No, they typically have different service ports from what you'd buy down at the Hazard Fraught, and they typically run radically different pressures from automotive applications as well.

If you have a variable cycle inverter compressor (like I do), the pressure differential isn't a static figure either.
 
yeah, i should check those.

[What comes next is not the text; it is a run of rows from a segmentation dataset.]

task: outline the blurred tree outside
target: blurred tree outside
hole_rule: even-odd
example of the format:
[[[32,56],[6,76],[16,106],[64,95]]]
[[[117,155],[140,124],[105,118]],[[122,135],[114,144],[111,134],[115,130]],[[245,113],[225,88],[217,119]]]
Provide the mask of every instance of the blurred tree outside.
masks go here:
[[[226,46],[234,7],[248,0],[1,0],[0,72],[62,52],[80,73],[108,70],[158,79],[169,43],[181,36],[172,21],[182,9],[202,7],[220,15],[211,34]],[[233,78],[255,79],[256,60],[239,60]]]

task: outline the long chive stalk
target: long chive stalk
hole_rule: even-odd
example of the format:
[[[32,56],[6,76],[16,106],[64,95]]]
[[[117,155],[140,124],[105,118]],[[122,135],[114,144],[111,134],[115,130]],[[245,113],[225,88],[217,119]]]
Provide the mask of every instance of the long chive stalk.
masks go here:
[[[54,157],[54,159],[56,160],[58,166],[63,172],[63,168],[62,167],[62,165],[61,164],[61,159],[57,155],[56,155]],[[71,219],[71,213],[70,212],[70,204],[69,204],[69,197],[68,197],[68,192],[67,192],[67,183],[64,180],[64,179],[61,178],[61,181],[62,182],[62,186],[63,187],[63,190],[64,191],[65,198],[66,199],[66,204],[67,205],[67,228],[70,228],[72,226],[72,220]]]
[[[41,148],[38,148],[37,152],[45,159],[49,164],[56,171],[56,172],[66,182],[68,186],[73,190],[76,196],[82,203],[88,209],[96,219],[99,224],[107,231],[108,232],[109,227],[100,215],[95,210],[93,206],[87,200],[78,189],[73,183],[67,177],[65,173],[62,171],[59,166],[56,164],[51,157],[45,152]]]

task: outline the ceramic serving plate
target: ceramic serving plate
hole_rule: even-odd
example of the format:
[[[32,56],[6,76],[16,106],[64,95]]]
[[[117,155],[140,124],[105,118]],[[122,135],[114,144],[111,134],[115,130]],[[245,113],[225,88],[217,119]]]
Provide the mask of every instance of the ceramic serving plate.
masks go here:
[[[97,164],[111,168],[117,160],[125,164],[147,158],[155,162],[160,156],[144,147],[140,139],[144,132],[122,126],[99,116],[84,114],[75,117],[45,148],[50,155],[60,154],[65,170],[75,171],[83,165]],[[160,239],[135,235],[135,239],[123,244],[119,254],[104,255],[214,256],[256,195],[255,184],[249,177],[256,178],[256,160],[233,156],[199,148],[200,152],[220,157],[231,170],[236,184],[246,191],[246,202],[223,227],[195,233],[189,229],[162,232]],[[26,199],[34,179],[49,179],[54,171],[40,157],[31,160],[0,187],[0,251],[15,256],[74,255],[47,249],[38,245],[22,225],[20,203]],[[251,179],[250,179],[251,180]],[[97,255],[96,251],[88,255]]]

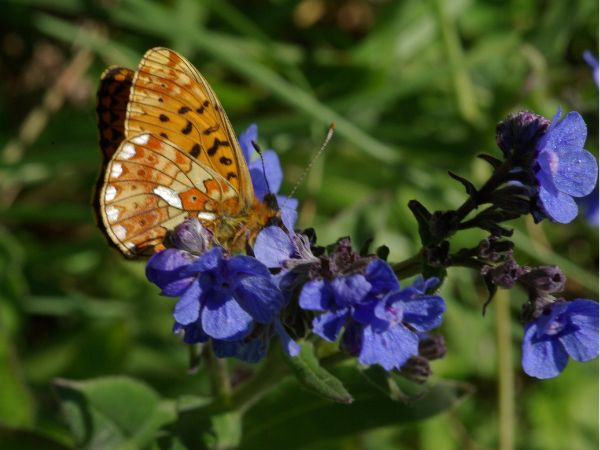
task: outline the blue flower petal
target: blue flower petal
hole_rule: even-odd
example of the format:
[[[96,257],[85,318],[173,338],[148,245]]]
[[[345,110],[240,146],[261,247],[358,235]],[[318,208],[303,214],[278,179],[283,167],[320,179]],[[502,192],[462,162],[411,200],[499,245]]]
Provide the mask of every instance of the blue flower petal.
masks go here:
[[[325,280],[308,281],[302,287],[298,303],[302,309],[309,311],[326,311],[333,304],[333,293],[329,282]]]
[[[285,300],[271,278],[246,277],[234,288],[240,306],[258,323],[270,323],[279,314]]]
[[[200,316],[200,300],[203,289],[200,280],[195,279],[190,287],[183,293],[173,311],[173,317],[182,325],[195,322]]]
[[[560,109],[557,111],[560,117]],[[561,147],[582,148],[587,137],[587,127],[581,114],[568,113],[561,121],[554,116],[548,131],[540,139],[538,149],[558,150]]]
[[[583,197],[596,186],[598,167],[596,158],[587,150],[563,147],[557,151],[558,170],[554,185],[565,194]]]
[[[263,171],[260,158],[255,159],[248,165],[250,178],[252,178],[252,186],[254,186],[254,194],[260,200],[267,194],[276,194],[279,192],[281,182],[283,181],[283,171],[281,170],[277,153],[273,150],[266,150],[262,152],[262,158],[265,163],[265,171]],[[268,186],[267,181],[269,183]]]
[[[371,283],[366,280],[364,275],[354,273],[334,278],[331,281],[331,289],[335,302],[339,306],[351,306],[365,300],[371,290]]]
[[[313,319],[313,332],[323,339],[333,342],[337,339],[338,334],[348,316],[348,310],[345,308],[338,309],[334,312],[326,312]]]
[[[535,321],[525,328],[521,365],[529,376],[553,378],[564,370],[569,356],[558,340],[547,337],[540,339],[538,334],[538,324]]]
[[[281,209],[281,221],[288,231],[294,231],[296,221],[298,220],[298,199],[278,195],[277,204]]]
[[[396,274],[390,265],[382,259],[371,261],[367,266],[365,276],[369,283],[371,283],[373,295],[400,288]]]
[[[291,338],[281,321],[275,320],[275,332],[279,336],[281,341],[281,347],[288,356],[298,356],[300,353],[300,346]]]
[[[235,341],[252,331],[252,317],[233,297],[221,293],[211,296],[201,314],[202,328],[212,338]]]
[[[365,327],[358,361],[364,365],[379,364],[385,370],[399,369],[419,353],[419,337],[403,326],[376,333]]]
[[[250,125],[246,128],[246,131],[240,133],[240,138],[238,142],[240,143],[240,147],[242,148],[242,154],[246,159],[246,163],[250,163],[250,158],[252,153],[254,152],[254,146],[252,145],[252,141],[256,142],[258,139],[258,127],[256,124]]]
[[[598,356],[598,303],[592,300],[573,300],[567,303],[564,315],[574,325],[571,333],[559,335],[558,340],[575,361],[589,361]]]
[[[168,297],[181,295],[193,281],[183,269],[196,259],[187,252],[169,248],[155,253],[146,264],[146,277],[162,289]]]
[[[192,264],[186,267],[183,271],[186,275],[196,274],[198,272],[208,272],[215,270],[223,261],[223,249],[214,247],[203,253]]]
[[[567,194],[556,192],[554,195],[540,187],[540,201],[548,217],[558,223],[569,223],[577,217],[577,204]]]
[[[438,295],[423,295],[406,299],[403,321],[417,331],[429,331],[442,324],[442,315],[446,311],[444,299]]]
[[[210,338],[204,331],[200,322],[194,322],[189,325],[182,325],[175,322],[173,325],[173,333],[183,332],[183,342],[186,344],[199,344],[208,341]]]
[[[352,308],[352,318],[363,325],[371,325],[377,332],[387,329],[392,320],[384,301],[355,305]]]
[[[231,282],[236,281],[240,276],[260,276],[271,278],[269,269],[256,258],[245,255],[237,255],[227,261],[227,278]]]
[[[294,254],[292,240],[279,227],[267,227],[258,233],[254,243],[254,256],[270,268],[281,267],[283,261]]]

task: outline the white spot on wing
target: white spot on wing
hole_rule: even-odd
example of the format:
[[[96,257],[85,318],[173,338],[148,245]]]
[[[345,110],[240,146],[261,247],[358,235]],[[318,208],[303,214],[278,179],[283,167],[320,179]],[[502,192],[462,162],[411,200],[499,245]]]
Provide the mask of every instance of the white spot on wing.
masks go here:
[[[123,166],[120,163],[113,163],[110,168],[110,176],[111,178],[119,178],[123,173]]]
[[[149,140],[150,140],[150,134],[144,133],[144,134],[140,134],[139,136],[134,137],[131,140],[131,142],[133,142],[134,144],[137,144],[137,145],[146,145]]]
[[[113,232],[115,233],[115,236],[117,236],[117,238],[119,238],[119,240],[121,241],[127,236],[127,230],[123,225],[115,225],[113,227]]]
[[[115,199],[117,196],[117,188],[114,186],[106,186],[106,191],[104,191],[104,200],[110,202]]]
[[[162,198],[169,205],[174,206],[175,208],[183,209],[181,199],[179,198],[177,192],[175,192],[173,189],[166,186],[156,186],[152,192]]]
[[[217,215],[215,213],[210,213],[210,212],[206,212],[206,211],[201,211],[198,213],[198,219],[201,219],[201,220],[213,221],[216,218],[217,218]]]
[[[131,141],[133,142],[135,139],[137,139],[137,137],[133,138]],[[135,156],[135,147],[133,146],[133,144],[130,144],[129,142],[123,146],[121,153],[119,153],[119,158],[121,158],[121,159],[131,159],[134,156]]]
[[[109,206],[106,208],[106,217],[108,217],[109,222],[114,222],[119,218],[119,210],[114,206]]]

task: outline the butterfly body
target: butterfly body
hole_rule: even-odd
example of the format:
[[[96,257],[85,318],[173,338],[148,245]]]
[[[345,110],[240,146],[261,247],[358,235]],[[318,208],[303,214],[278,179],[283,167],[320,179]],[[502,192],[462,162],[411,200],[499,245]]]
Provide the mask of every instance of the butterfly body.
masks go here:
[[[107,69],[97,113],[104,156],[97,214],[125,256],[162,249],[168,230],[186,219],[199,220],[229,251],[242,251],[278,215],[255,198],[216,95],[173,50],[149,50],[135,72]]]

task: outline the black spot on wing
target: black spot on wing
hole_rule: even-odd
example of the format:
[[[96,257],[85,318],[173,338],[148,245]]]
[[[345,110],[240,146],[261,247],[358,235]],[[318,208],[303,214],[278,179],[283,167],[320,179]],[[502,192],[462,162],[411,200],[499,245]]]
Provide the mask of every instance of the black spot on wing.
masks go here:
[[[212,127],[208,127],[206,130],[204,130],[202,132],[202,134],[204,134],[205,136],[208,136],[211,133],[219,131],[219,128],[220,128],[219,124],[213,125]]]
[[[200,150],[200,144],[196,143],[190,150],[190,155],[192,155],[194,158],[197,158],[198,156],[200,156]]]
[[[210,148],[206,150],[206,153],[208,153],[208,156],[215,156],[215,153],[217,153],[219,147],[229,147],[229,142],[221,141],[219,140],[219,138],[215,138],[213,141],[213,145],[211,145]]]

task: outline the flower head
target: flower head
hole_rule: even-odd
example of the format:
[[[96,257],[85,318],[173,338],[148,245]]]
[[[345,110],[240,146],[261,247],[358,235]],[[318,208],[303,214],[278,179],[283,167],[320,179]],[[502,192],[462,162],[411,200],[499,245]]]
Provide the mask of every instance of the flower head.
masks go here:
[[[535,378],[553,378],[569,357],[589,361],[598,356],[598,303],[557,301],[525,326],[523,370]]]
[[[549,125],[548,119],[529,111],[510,114],[496,125],[496,144],[507,158],[526,158]]]
[[[274,150],[262,151],[260,158],[252,159],[254,153],[253,142],[258,141],[258,127],[250,125],[246,131],[240,134],[239,142],[242,153],[248,163],[252,186],[256,198],[263,201],[267,194],[277,194],[283,181],[283,171],[279,163],[279,157]],[[263,168],[264,162],[264,168]],[[277,203],[281,208],[281,220],[288,230],[293,230],[298,218],[298,200],[283,195],[276,195]]]
[[[442,298],[426,294],[437,280],[419,278],[400,289],[385,261],[371,258],[363,270],[348,273],[346,264],[360,267],[360,261],[352,253],[337,253],[327,264],[334,276],[312,279],[300,292],[300,307],[319,313],[312,322],[313,332],[328,341],[341,334],[341,346],[361,364],[399,369],[418,355],[418,332],[441,323]]]
[[[587,130],[581,115],[570,112],[559,118],[560,109],[536,145],[533,171],[539,200],[534,217],[569,223],[577,216],[573,197],[583,197],[594,189],[598,166],[583,148]]]

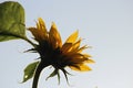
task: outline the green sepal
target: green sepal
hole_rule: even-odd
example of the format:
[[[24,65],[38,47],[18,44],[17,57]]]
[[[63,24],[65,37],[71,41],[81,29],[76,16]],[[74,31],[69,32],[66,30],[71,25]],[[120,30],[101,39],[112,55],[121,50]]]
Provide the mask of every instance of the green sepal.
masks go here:
[[[0,3],[0,42],[25,37],[24,9],[14,1]]]
[[[40,62],[31,63],[24,68],[24,76],[23,76],[22,82],[25,82],[27,80],[29,80],[30,78],[32,78],[34,76],[34,73],[35,73],[35,69],[37,69],[39,63]]]

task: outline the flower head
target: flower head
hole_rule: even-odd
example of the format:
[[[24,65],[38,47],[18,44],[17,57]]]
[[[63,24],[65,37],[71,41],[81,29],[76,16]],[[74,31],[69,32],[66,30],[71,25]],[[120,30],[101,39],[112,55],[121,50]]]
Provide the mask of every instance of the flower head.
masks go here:
[[[72,33],[62,44],[60,33],[54,23],[48,31],[43,20],[39,18],[37,28],[29,28],[29,30],[38,42],[33,51],[40,54],[42,67],[50,65],[54,67],[54,72],[49,77],[55,75],[60,77],[59,70],[62,70],[68,80],[65,67],[78,72],[91,70],[86,64],[94,62],[90,58],[91,55],[82,53],[88,46],[80,45],[82,40],[78,37],[78,31]]]

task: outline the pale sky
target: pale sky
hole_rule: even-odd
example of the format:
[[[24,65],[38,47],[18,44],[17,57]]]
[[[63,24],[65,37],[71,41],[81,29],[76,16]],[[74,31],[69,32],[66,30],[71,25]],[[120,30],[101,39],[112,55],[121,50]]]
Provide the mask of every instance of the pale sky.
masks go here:
[[[3,2],[4,0],[0,0]],[[62,40],[79,30],[83,44],[92,46],[95,64],[88,73],[70,70],[71,86],[62,75],[45,81],[49,68],[42,72],[39,88],[133,88],[133,0],[16,0],[25,9],[27,28],[38,18],[48,25],[55,22]],[[23,53],[31,46],[24,41],[0,43],[0,87],[31,88],[32,79],[22,80],[24,67],[38,55]]]

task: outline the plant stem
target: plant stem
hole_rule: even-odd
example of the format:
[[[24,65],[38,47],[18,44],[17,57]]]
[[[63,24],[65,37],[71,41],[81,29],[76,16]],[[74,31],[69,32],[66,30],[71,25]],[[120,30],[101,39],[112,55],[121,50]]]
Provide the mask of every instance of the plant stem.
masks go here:
[[[41,74],[42,69],[43,69],[43,67],[42,67],[42,64],[40,63],[37,67],[35,74],[34,74],[32,88],[38,88],[39,77],[40,77],[40,74]]]

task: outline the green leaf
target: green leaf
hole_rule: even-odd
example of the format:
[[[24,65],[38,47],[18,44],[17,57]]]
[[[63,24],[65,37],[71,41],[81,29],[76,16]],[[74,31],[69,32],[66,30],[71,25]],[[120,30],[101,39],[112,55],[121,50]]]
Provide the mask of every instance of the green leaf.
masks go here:
[[[0,42],[25,36],[24,9],[14,1],[0,3]]]
[[[25,82],[27,80],[29,80],[30,78],[33,77],[33,75],[35,73],[35,69],[38,67],[38,64],[39,64],[39,62],[34,62],[34,63],[29,64],[25,67],[25,69],[24,69],[24,76],[23,76],[23,81],[22,82]]]

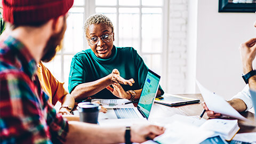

Im guessing theyre a pain in the ass to get to.
The one that's likely to be full of shit is the condenser, which should be hanging out in front of the radiator.

IDK how hard that is to get to on a Honda Odyssey, but I can generally spray coil cleaner right through the grill onto the condenser in my Z, my GTO, my Infiniti, and my Audi, then hit them with the pressure washer lickety split.
 
jesus... theyll stand up a to a pressure washer?

I try not to hit coil fins with anything heavier than rainshower mode on a hose for fear of bending em all up
 
you're right, its right in front of the rad.

Gotta remove the bumper to get to it though :/ Front bay is super cramped in the odyssey for all things. Getting to the spark plugs in a big effort
 
jesus... theyll stand up a to a pressure washer?

I try not to hit coil fins with anything heavier than rainshower mode on a hose for fear of bending em all up
I'm not right on it, and my pressure washer isn't fully PROFESSIONAL GRADE, since it's electric, but yeah. I go at it with a 15° tip, from a few feet away, and it cleans up radiators and shit easy as you please.